Estos sufrimientos son menores comparados con la tortura verdadera, la circunstancia que domina la jornada de un futbolista y muchas veces decide su comportamiento: no hacer nada. En las concentraciones, un equipo consta de una veintena de uniformados que matan las horas como pueden. El Nintendo, los juegos de barajas y la contemplación del techo distraen un poco, pero pueden erosionar el cerebro en forma imperceptible hasta llevar a una pifia en la cancha o, peor aún, a anunciar talco para los pies.
La soledad de las concentraciones es grave, entre otras cosas, porque está muy compartida. Tus hijos son las fotos que te mandaste estampar en la piyama y tu compañero de cuarto es un olor demasiado próximo. Hasta los clubes arropados por Armani hacen que sus jugadores duerman en parejas. Los rigores del marcaje personal son una broma frente a esta obligada convivencia. En una ocasión le pregunté a un jugador profesional de qué hablaba con su compañero. La respuesta revela una de las ricas posibilidades de la psicopatología: "No habla conmigo. Habla con su pene. Le dice Ramón y le recuerda lo que han vivido juntos." No me extrañó que tiempo después el entrevistado, un hombre cortés y tranquilo, que usaba la palabra "pene" por deferencia ante los medios informativos, se convirtiera en suplente del equipo. Los monólogos que su compañero le dirigía a Ramón lo habían transformado en alguien que abanicaba balones y miraba cosas que no estaban en la cancha.
El futbolista debe combinar el narcisismo del que desea mostrarse a toda costa con la vocación de encierro de una monja de clausura y la capacidad de tolerar tatuajes y humores demasiado próximos de un presidiario.
Mientras los astros deambulan como zombis por los pasillos de un hotel, especulamos en lo que harán en el partido. Su apartamiento despierta profecías. Las palabras llenan las muchas horas en que el futbol está "vacío" o sólo consta de jugadores sin otra sustancia que el aburrimiento. Hablamos de lo que no vemos. Una vez que asistimos al partido, hablamos de lo que no supimos o no entendimos.

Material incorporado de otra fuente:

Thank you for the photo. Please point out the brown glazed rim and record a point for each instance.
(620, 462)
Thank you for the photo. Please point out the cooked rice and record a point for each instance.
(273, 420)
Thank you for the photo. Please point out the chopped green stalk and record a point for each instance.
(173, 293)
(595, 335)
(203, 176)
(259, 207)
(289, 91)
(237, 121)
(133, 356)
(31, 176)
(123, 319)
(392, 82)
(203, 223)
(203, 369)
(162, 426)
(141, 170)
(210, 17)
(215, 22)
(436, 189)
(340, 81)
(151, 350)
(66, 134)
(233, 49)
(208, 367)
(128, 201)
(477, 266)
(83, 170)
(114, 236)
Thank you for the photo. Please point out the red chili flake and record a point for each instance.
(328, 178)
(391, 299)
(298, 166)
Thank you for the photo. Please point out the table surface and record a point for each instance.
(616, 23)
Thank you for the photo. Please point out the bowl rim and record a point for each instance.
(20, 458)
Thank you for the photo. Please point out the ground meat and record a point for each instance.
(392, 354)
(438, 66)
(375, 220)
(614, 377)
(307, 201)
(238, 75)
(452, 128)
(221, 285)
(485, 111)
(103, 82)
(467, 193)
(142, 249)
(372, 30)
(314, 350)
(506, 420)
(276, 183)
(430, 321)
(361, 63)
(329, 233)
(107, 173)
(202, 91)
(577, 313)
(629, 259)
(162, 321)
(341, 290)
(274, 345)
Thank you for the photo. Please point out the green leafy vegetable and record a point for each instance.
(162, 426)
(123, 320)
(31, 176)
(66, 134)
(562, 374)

Las canchas tienen un sótano poblado de supersticiones, complejos, fobias, dramas, esperanzas. Algo ilocalizable y oscuro debe explicar por qué Morientes, un jugador sin otro lucimiento que la eficacia, deja de anotar durante mucho tiempo, negando su naturaleza, y cuando finalmente acierta empuja a Roberto Carlos para impedir que lo felicite, como si no mereciera otra celebración que el ultraje o como si recuperara la identidad para vengarse, no de los otros, sino de los suyos. Pero los misterios no entregan sus claves. La atracción del futbol depende de su renovada capacidad de hacerse incomprensible. Hay algo que no captamos pero existe, como el crecimiento del pasto o la circulación de la sangre. De pronto, Zidane encuentra un hueco y enfila hacia la nada: lo invisible es la certeza que nos consta.